The main reason that Coach saw a drop could be seen in its windows and on its website -- it focused too heavily on men. The company made the right choice to open more men's locations and add more menswear to its existing locations, but it made the wrong marketing move. By focusing on menswear, it allowed Kors and others to step in with easy sales to women. The company has recognized that shortfall, and now it needs to do something about it, which I believe it will. This isn't going to be a one-quarter spring-back, but Coach should be back on track by the end of the year.

Brand integrity
The final reason I like Coach is tied to both its brand and its management philosophy. While brand strength represents the value that consumers see in a brand, brand integrity refers to the value that the company sees in the brand. Last quarter, Coach's management team decided not to increase comparable sales by pushing promotions, thus protecting the value they saw in the brand. Compare that to what Tiffany (TIF) did during the market crash.
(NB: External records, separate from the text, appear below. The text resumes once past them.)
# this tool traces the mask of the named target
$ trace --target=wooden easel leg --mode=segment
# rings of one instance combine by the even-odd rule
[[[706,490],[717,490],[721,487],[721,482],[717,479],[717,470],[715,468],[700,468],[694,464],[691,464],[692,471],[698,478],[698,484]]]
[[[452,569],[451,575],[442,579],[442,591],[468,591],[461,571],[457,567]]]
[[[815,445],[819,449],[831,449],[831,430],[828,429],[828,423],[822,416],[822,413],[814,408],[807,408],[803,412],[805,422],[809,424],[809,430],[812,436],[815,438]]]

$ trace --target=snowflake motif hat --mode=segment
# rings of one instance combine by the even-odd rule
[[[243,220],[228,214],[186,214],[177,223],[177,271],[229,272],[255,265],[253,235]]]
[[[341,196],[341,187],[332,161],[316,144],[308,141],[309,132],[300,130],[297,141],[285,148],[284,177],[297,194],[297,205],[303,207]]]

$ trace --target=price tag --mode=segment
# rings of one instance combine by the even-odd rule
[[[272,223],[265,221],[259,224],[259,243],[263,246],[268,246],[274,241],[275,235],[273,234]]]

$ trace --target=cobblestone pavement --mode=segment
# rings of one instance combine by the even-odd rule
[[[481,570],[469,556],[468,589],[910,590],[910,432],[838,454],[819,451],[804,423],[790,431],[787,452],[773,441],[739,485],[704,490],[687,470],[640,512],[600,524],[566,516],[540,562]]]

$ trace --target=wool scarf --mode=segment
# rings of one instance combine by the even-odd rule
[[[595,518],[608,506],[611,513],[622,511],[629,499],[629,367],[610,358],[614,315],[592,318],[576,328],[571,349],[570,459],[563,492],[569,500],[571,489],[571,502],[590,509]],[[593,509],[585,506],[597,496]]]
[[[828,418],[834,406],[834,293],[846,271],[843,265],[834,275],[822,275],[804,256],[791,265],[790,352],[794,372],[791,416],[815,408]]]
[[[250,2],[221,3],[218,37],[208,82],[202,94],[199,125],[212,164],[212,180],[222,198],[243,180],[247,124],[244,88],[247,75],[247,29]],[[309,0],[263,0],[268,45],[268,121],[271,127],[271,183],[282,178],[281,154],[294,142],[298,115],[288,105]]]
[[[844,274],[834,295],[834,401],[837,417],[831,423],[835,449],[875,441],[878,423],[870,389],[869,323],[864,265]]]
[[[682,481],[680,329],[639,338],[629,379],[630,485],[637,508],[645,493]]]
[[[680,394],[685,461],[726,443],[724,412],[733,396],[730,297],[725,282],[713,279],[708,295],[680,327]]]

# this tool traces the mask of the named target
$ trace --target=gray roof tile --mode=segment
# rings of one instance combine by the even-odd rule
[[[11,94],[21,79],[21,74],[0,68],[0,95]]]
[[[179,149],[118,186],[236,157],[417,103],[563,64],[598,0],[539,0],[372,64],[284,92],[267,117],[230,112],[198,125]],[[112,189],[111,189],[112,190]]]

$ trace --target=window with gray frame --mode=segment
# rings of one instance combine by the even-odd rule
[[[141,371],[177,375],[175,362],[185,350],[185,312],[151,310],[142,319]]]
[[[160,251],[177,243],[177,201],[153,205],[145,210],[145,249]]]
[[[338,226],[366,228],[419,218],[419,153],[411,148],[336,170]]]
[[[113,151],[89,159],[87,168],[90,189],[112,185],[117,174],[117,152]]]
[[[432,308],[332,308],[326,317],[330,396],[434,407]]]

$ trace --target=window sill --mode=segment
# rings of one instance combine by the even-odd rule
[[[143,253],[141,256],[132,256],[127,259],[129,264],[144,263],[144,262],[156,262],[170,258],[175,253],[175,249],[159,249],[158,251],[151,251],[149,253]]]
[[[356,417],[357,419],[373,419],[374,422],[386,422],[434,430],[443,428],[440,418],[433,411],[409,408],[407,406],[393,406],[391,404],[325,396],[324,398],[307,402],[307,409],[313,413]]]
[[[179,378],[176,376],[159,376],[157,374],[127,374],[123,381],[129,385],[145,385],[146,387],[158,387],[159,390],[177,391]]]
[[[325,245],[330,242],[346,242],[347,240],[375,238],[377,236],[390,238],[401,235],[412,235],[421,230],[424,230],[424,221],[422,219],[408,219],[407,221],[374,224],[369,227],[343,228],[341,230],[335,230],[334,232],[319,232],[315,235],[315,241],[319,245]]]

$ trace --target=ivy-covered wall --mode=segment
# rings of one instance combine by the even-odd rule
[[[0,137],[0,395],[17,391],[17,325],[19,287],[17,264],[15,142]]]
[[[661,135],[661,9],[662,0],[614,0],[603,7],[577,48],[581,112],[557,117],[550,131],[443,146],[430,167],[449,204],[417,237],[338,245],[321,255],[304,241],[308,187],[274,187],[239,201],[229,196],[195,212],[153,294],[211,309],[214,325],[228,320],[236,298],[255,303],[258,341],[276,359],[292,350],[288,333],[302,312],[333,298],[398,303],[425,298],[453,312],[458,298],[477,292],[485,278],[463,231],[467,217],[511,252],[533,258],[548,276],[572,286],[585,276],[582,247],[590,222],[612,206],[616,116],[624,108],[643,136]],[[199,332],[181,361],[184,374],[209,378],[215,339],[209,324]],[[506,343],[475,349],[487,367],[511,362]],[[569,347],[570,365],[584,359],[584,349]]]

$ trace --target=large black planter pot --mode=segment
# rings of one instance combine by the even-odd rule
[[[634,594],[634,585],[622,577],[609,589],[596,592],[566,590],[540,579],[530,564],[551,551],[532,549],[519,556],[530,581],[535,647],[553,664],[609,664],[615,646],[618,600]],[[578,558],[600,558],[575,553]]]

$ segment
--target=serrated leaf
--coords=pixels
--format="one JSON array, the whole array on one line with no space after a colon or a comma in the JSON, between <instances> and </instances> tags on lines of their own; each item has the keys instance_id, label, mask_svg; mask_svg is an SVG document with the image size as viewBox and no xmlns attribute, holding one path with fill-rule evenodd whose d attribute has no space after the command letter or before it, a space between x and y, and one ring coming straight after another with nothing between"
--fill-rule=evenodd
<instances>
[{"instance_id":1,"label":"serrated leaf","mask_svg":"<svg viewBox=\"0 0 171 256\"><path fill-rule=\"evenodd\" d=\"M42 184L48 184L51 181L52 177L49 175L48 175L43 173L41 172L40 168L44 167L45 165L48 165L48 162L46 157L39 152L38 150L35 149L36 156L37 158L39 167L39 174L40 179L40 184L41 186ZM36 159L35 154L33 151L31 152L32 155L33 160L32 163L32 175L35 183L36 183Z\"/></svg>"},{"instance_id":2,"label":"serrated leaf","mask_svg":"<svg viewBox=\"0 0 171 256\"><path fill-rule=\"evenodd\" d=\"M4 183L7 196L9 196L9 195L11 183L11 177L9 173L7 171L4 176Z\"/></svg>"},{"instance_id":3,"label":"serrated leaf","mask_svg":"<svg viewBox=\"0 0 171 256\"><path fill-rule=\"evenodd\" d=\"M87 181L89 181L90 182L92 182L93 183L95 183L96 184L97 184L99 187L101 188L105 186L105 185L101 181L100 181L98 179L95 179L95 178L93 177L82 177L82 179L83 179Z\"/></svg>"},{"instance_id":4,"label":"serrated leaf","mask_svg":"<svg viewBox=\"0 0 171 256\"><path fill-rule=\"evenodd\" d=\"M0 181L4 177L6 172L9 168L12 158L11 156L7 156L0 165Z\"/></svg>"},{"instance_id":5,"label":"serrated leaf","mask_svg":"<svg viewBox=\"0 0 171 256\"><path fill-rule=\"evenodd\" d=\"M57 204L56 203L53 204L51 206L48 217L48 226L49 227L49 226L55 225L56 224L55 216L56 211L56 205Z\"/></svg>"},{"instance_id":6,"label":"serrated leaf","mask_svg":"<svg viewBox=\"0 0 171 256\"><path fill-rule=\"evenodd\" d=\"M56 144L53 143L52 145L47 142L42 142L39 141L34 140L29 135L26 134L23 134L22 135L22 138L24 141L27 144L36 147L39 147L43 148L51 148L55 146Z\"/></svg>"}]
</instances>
The jewelry company decided to reach out to a wider audience, and in doing so lost sight of the exclusivity that made it Tiffany. Gross and operational margins fell, pulled down by lower-price-point items and the competitive environment that the company waded into. Since 2009, though, Tiffany has made strides to polish its image, and now gross margin is almost back to 60%, with operational margin back above 12%. Coach has defended its brand, and refused to sell at lower price points just to drive short-term income. That's going to help it later down the line when it needs all the brand value that it can get.

The bottom line
Coach is a profitable, well-run, and well-branded company. I love the focus that management has on the products, and I think that the plan to get back on track is clear enough. With some work on its marketing message, and a view toward getting more of its core customers back through the door, Coach should be in a position to do very well this year, and for years to come.